Como o poder municipal pode democratizar a cultura na cidade? E como fazer para deslocar da Zona Sul e do Centro a concentração de eventos culturais?

É sabido que nós temos 10 lonas culturais. Um dos fatores seria equipar melhor essas lonas. Outro fator que me parece importante é reativar as bibliotecas. Com todas as bibliotecas a Prefeitura gasta R$ 100 mil, o equivalente a R$ 3 mil para cada biblioteca. Isso é muito pouco. Então, nós temos que reativar essas bibliotecas e fazê-las funcionar.

Outro objetivo é estimular os teatros.
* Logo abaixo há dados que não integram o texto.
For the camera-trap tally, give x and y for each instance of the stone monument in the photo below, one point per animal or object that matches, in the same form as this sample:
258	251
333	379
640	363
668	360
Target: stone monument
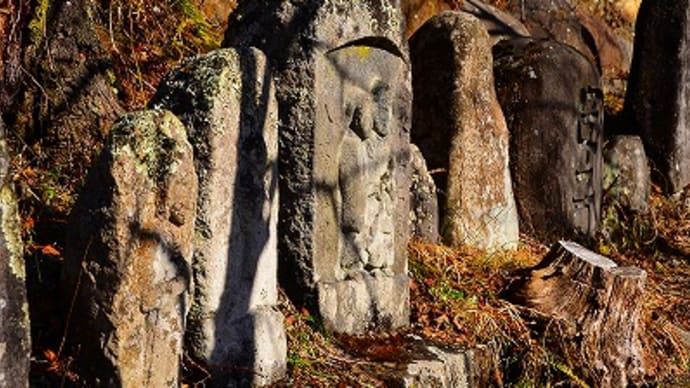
659	89
127	271
343	88
552	99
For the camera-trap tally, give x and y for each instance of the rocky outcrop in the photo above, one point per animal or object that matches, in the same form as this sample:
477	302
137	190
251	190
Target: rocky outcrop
127	271
226	100
343	89
424	201
15	347
551	96
460	128
657	101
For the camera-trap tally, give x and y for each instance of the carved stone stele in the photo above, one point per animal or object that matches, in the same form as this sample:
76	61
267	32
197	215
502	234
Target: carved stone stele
227	102
127	271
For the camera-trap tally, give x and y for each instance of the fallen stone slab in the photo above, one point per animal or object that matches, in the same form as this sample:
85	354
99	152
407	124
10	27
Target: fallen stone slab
226	99
460	129
553	103
127	273
15	345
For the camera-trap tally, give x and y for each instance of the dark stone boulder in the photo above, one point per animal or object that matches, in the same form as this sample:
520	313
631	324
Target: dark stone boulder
551	96
460	129
659	89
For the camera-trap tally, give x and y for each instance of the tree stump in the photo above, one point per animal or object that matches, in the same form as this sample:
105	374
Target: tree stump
599	304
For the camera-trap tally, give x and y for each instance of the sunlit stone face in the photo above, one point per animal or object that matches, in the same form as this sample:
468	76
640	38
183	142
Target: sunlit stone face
358	90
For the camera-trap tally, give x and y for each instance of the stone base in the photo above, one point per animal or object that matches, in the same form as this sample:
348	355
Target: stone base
365	302
257	357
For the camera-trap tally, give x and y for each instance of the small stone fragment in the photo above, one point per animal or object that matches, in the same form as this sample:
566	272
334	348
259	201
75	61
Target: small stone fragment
127	265
658	96
626	173
424	201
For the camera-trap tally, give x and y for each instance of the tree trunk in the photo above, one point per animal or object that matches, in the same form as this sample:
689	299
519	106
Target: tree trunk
68	103
597	306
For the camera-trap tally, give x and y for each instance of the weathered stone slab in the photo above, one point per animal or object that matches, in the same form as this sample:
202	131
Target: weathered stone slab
657	101
459	127
128	255
551	96
499	24
15	347
626	173
343	89
424	201
556	20
227	101
599	306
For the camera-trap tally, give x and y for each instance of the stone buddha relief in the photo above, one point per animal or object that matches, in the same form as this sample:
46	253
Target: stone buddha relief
359	86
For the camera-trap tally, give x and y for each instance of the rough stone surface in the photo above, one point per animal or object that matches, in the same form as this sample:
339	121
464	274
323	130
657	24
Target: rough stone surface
459	127
551	96
417	12
128	255
657	99
499	24
598	306
556	20
227	101
447	368
424	201
626	173
343	88
69	70
15	347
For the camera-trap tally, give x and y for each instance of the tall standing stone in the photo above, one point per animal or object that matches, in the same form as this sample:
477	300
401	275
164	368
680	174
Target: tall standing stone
459	127
15	348
626	177
127	270
551	96
343	88
227	101
659	88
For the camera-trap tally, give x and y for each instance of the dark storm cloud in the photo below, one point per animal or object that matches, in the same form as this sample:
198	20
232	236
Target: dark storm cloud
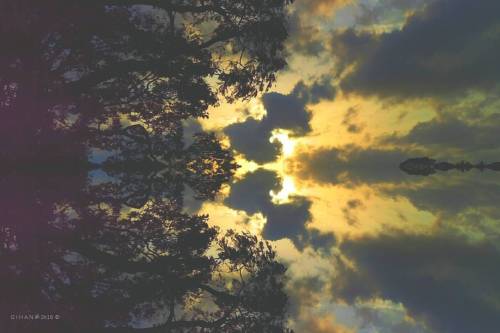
304	38
251	194
251	137
452	46
450	284
451	133
470	192
352	165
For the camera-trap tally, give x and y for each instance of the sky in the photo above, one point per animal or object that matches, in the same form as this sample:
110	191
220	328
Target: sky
369	84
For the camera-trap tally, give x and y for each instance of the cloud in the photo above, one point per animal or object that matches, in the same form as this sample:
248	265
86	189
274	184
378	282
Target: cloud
251	138
351	165
252	195
449	199
289	112
449	283
323	324
349	211
451	133
449	47
350	121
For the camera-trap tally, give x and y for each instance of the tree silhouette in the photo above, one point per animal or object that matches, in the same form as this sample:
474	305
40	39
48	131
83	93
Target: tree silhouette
121	76
157	266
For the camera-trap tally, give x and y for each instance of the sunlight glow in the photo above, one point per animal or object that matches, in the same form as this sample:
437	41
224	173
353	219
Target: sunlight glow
286	193
283	137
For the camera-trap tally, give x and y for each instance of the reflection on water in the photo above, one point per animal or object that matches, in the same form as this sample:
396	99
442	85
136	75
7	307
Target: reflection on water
119	212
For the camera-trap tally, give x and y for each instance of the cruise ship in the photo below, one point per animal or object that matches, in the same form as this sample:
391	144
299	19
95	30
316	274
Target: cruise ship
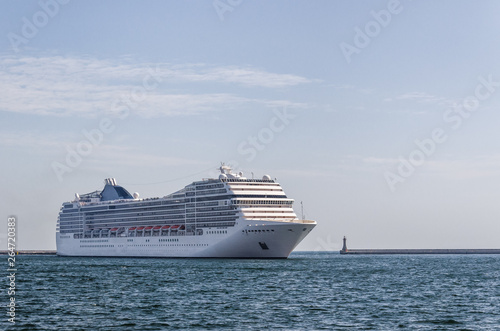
228	217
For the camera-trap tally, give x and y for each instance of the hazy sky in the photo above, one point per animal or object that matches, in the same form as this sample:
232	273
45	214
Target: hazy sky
381	116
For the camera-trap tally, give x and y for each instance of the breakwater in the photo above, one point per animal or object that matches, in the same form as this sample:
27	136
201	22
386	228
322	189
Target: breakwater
347	251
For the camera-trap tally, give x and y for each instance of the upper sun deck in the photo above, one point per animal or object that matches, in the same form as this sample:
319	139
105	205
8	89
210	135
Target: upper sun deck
227	182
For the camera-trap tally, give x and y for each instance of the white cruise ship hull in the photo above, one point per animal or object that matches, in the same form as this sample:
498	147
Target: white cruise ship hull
256	239
228	217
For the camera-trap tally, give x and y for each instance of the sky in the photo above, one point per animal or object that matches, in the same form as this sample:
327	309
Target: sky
380	116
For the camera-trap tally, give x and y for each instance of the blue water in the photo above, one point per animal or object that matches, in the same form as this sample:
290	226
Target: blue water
307	291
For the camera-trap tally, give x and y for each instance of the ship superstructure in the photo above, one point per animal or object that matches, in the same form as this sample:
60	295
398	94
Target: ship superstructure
231	216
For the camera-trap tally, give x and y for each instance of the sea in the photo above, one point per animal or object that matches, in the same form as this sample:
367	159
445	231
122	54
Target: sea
308	291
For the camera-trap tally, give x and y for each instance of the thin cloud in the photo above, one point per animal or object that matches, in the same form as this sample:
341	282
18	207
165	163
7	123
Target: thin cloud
89	87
E, na área de filmes, estabelecer o Rio como cenário e orientar, garantir e cobrar também, claro, o uso da cidade para produções, como é feito em Paris, por exemplo. Estabelecer praças que podem ser financiadas pela iniciativa privada, onde os artistas possam ensaiar, o que é um problema hoje. Nova Iorque fez isso. Nós pretendemos também associar a cultura ao turismo. E criar uma série de circuitos culturais que sejam financiados pelo turismo. Por exemplo, podemos criar o circuito da Bossa Nova, que irá desde o Jardim Botânico, onde tem o Centro Tom Jobim, passando pela Rua Nascimento Silva, onde fizeram a música (Garota de Ipanema), passando pelo bar (de mesmo nome), onde poderia ter um show, etc.

Podemos também fazer um circuito do funk, para as pessoas que não conhecem o estilo musical terem acesso aos bailes permitidos, aprender como se dança. Existe também a possibilidade de reproduzir um programa que existe nos Estados Unidos, chamado Super Weekend: a pessoa vem de outras cidades do Brasil, paga a passagem, o hotel, e tem direito a vários programas culturais durante o fim de semana. Você pode oferecer ingressos de teatro a um preço mais barato, e articular a vinda desses grupos com os bairros abertos, como Santa Teresa e Jardim Botânico, onde as pessoas podem expor suas obras. A cultura é uma grande saída econômica. Basta transformá-la em turismo e fazer com que seja sustentável.

Numa entrevista recente ao Le Monde Diplomatique Brasil você falou sobre descentralizar a gestão municipal. Explique isso.

Nós temos hoje zonas administrativas. Regiões administrativas. Essas regiões já são um passo para a descentralização. No entanto, essa descentralização é muito limitada. Por quê? Porque eles colocam nessas regiões políticos que precisam de cargos. Assim, eles não descentralizam o orçamento, isso porque têm medo que esses políticos desviem o dinheiro. Então, o que você precisa ter é uma região administrativa com pessoas competentes e honestas e com orçamento próprio. Para, desta forma, poder tomar decisões, sem recorrer ao poder central. Aí haverá a descentralização de fato, pois o que há hoje é mais simbólico do que prático.